Bolsonaro não lucra nada com isso.
Em reunião no Ministério da Defesa, quinta-feira, ele ouviu um balanço
da presença da Força Nacional e do Exército no Ceará e tomou para si a
decisão de prorrogar ou não a GLO.
Art. 15. O emprego das Forças Armadas na defesa da Pátria e na garantia dos poderes
constitucionais, da lei e da ordem, e na participação em operações de paz, é de
responsabilidade do Presidente da República, que determinará ao Ministro de Estado da
Defesa a ativação de órgãos operacionais, observada a seguinte forma de
subordinação:....]
No caso dele, uma decisão envolvendo
dados reais, a disputa ideológica e, digamos, o seu jeito de ser. A
vontade irresistível de dar mais um tranco nos governadores.

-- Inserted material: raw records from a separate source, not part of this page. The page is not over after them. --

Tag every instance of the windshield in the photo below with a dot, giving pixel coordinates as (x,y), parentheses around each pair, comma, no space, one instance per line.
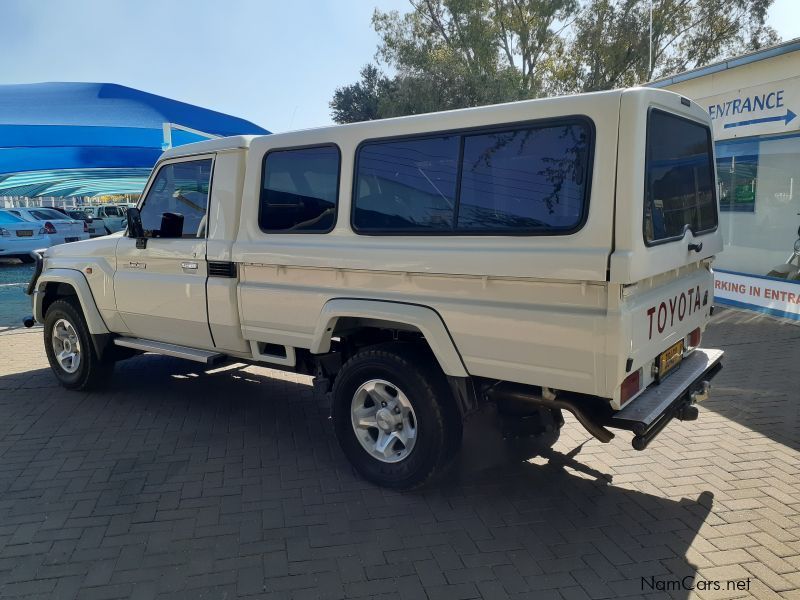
(679,178)
(8,218)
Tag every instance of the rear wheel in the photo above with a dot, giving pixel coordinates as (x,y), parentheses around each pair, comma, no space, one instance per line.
(395,417)
(69,348)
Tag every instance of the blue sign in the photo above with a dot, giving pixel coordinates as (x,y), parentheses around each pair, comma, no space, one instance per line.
(785,118)
(749,106)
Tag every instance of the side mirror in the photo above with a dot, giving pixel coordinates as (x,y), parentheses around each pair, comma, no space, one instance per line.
(135,228)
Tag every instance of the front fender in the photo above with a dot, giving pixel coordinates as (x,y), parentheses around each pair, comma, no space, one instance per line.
(77,281)
(425,319)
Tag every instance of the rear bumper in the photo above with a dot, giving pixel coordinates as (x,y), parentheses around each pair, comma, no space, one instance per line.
(651,411)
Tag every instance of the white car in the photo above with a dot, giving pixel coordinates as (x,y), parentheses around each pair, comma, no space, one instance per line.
(487,266)
(20,238)
(58,228)
(112,217)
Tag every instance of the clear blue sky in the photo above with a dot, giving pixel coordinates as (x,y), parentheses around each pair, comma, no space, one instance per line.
(275,62)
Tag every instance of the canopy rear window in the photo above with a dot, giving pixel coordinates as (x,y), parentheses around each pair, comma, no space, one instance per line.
(679,179)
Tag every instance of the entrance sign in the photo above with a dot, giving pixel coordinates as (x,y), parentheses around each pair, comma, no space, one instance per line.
(759,110)
(770,295)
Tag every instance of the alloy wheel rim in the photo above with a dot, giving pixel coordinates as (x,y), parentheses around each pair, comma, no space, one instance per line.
(384,421)
(66,346)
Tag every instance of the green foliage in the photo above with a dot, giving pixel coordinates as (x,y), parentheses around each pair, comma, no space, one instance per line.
(457,53)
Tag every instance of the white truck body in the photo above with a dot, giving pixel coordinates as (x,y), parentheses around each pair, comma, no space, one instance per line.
(567,313)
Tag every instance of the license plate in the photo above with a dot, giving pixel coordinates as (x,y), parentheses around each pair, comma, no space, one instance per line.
(670,359)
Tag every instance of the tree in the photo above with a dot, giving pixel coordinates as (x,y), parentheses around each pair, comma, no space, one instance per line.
(610,47)
(360,101)
(457,53)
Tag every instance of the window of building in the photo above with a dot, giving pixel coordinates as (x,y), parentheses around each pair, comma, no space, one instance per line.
(299,191)
(180,191)
(679,178)
(529,180)
(737,175)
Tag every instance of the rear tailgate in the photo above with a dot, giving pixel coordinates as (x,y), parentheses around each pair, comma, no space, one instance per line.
(666,234)
(666,209)
(662,318)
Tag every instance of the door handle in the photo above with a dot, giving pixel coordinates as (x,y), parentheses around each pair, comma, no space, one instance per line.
(696,247)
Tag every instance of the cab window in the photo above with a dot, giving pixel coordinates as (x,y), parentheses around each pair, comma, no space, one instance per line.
(176,204)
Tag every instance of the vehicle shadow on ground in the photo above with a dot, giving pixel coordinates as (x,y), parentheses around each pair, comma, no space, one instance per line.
(758,384)
(235,463)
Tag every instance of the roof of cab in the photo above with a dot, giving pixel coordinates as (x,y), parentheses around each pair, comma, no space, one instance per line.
(214,145)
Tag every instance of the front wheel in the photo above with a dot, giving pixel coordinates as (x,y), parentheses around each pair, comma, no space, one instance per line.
(69,348)
(395,417)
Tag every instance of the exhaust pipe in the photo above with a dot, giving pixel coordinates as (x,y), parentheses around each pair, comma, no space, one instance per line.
(523,394)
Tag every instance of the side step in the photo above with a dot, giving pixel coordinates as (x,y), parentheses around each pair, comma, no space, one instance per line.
(207,357)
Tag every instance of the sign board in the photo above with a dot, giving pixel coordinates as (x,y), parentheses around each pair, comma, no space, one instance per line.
(770,295)
(760,110)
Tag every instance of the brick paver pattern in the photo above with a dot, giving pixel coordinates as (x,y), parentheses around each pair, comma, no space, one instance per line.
(176,483)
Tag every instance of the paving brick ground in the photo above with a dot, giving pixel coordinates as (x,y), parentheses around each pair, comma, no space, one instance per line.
(179,484)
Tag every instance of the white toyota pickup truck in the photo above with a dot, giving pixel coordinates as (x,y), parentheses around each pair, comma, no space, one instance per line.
(506,262)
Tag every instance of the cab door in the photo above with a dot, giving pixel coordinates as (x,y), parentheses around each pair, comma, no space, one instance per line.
(160,281)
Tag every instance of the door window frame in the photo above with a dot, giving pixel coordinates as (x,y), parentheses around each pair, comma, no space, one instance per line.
(171,161)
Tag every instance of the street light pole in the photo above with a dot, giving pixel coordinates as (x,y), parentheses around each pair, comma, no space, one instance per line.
(650,68)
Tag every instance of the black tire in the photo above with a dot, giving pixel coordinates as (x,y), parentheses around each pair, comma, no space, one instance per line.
(91,371)
(413,370)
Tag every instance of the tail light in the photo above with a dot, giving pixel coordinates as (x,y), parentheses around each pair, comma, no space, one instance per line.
(694,338)
(631,386)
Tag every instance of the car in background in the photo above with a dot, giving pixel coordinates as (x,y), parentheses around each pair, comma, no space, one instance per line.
(113,217)
(95,227)
(57,227)
(20,238)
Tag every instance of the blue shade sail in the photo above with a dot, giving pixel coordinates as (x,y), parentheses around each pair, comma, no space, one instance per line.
(47,128)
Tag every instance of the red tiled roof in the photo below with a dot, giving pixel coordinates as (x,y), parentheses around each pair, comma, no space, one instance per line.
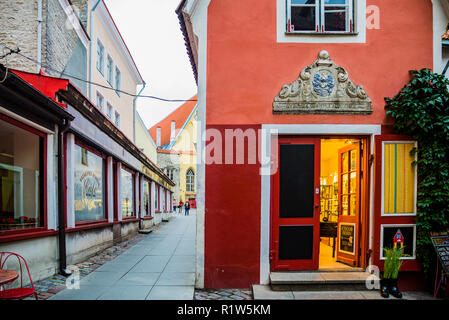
(180,116)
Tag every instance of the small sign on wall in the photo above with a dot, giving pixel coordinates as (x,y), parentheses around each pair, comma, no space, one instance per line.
(441,245)
(400,236)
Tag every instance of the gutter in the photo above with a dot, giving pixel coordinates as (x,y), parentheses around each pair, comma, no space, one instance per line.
(135,111)
(61,202)
(90,45)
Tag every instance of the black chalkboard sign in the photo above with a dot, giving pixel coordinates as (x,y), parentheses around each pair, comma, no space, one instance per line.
(408,237)
(441,244)
(347,237)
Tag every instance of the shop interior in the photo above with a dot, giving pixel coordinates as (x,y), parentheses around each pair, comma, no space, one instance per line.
(330,204)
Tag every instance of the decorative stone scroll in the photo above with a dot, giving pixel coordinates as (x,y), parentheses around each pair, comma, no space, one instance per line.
(322,88)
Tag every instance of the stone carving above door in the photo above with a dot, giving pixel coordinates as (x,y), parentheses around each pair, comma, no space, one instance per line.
(322,88)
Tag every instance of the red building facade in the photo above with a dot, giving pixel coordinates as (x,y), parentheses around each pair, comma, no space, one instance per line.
(349,56)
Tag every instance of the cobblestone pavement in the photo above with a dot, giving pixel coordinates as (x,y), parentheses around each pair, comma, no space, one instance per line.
(48,287)
(223,294)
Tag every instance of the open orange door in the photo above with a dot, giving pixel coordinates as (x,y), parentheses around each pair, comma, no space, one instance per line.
(349,209)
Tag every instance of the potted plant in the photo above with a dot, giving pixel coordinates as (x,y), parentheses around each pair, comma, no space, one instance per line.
(389,282)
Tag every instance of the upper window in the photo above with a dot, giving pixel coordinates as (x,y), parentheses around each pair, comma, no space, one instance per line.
(399,179)
(320,16)
(109,111)
(110,70)
(100,57)
(118,79)
(190,181)
(21,178)
(89,185)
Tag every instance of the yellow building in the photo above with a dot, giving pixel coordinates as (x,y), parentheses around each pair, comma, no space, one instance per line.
(113,68)
(176,137)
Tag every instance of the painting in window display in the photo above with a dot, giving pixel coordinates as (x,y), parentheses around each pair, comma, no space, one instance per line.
(127,193)
(21,182)
(89,185)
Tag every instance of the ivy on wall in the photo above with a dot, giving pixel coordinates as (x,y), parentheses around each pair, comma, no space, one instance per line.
(421,110)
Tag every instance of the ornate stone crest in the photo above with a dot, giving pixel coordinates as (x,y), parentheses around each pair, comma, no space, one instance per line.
(322,88)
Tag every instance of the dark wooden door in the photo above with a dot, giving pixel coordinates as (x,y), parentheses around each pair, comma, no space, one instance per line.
(296,198)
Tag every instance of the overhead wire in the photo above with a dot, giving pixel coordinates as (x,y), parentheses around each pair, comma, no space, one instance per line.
(61,73)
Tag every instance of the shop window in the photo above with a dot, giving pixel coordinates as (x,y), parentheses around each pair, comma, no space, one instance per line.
(110,70)
(320,16)
(156,204)
(100,57)
(190,181)
(127,193)
(118,80)
(21,177)
(146,198)
(89,185)
(100,101)
(399,179)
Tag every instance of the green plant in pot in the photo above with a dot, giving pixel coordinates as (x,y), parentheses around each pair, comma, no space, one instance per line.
(392,264)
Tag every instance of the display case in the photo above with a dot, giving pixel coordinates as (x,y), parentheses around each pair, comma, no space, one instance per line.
(329,202)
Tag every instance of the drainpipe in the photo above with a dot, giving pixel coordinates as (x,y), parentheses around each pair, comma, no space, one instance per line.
(39,35)
(134,110)
(90,46)
(61,202)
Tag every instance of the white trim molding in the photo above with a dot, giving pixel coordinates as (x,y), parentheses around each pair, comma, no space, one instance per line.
(197,11)
(415,188)
(382,226)
(265,193)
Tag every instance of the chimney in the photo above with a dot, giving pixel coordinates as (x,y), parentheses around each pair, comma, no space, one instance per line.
(158,136)
(172,132)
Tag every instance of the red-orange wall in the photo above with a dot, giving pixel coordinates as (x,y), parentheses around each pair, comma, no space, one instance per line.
(246,69)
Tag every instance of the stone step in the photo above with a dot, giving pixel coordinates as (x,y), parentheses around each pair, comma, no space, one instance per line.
(264,292)
(146,231)
(320,281)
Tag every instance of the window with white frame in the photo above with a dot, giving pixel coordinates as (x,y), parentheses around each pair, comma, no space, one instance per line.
(117,119)
(190,181)
(109,111)
(100,57)
(320,16)
(100,101)
(118,79)
(110,70)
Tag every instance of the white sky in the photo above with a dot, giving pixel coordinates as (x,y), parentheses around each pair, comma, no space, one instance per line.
(152,33)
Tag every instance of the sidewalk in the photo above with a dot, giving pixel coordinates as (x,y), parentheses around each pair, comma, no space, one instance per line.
(159,267)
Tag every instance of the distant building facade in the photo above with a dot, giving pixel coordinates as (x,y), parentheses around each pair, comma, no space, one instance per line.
(176,138)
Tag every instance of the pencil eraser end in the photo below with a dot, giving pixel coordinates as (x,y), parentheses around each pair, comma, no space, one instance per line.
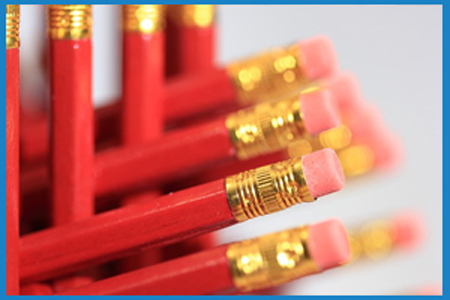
(409,229)
(319,111)
(328,244)
(346,91)
(323,172)
(390,153)
(318,57)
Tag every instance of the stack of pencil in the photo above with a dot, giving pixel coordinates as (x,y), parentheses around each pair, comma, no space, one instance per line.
(126,199)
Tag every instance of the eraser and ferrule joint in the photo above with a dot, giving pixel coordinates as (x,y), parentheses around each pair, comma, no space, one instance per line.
(271,260)
(69,22)
(266,128)
(12,26)
(192,15)
(268,76)
(143,18)
(356,160)
(267,189)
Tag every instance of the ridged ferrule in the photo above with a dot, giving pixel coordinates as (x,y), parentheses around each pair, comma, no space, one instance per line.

Eu sou
presidente, eu posso... Como pano de fundo, há a complexa questão das PMs, que são militares,
mas não são subordinadas às Forças Armadas e sim aos governos estaduais. [As polícias militares, da mesma forma que o Corpo de Bombeiros Militar, são forças auxiliares e reserva e o Exército.
É legalmente possível, até que o comando das Forças Auxiliares seja exercido por um oficial das Forças Armadas.
Durante o Governo Militar era essa a forma empregada e havia ordem - motins, só em fugídios pensamentos.] Convivem com as regras políticas dos governadores e lembram que são
militares quando, por exemplo, tentam absorver regras camaradas na
reforma da Previdência.
O fato é que 20 dos 27 governadores unem-se ao Supremo e ao Congresso
para defender o equilíbrio da República, a democracia, os bons modos e o
velho princípio de que “respeito é bom e eu gosto”. Os de São Paulo e
Rio dão voz à reação, os do Nordeste tratam de controlar as contas
públicas, atrair investimentos e manter os ganhos sociais. Há muitas
divergências entre eles, mas trabalham o que há de comum.
É isso que Bolsonaro deveria fazer: marcar posição no que há de
divergente, mas atuar em conjunto no que é de interesse do País e da
Nação. Aliás, como ocorre quando governo federal e governo de São Paulo
somam esforços contra um inimigo de todos, o coronavírus. Essa, sim, é
uma ação republicana, ninguém perde, todos ganham. Mas é preciso algo
que parece em falta: postura de estadista, noção da importância e dos
limites do cargo. Ou seja, grandeza política e pessoal.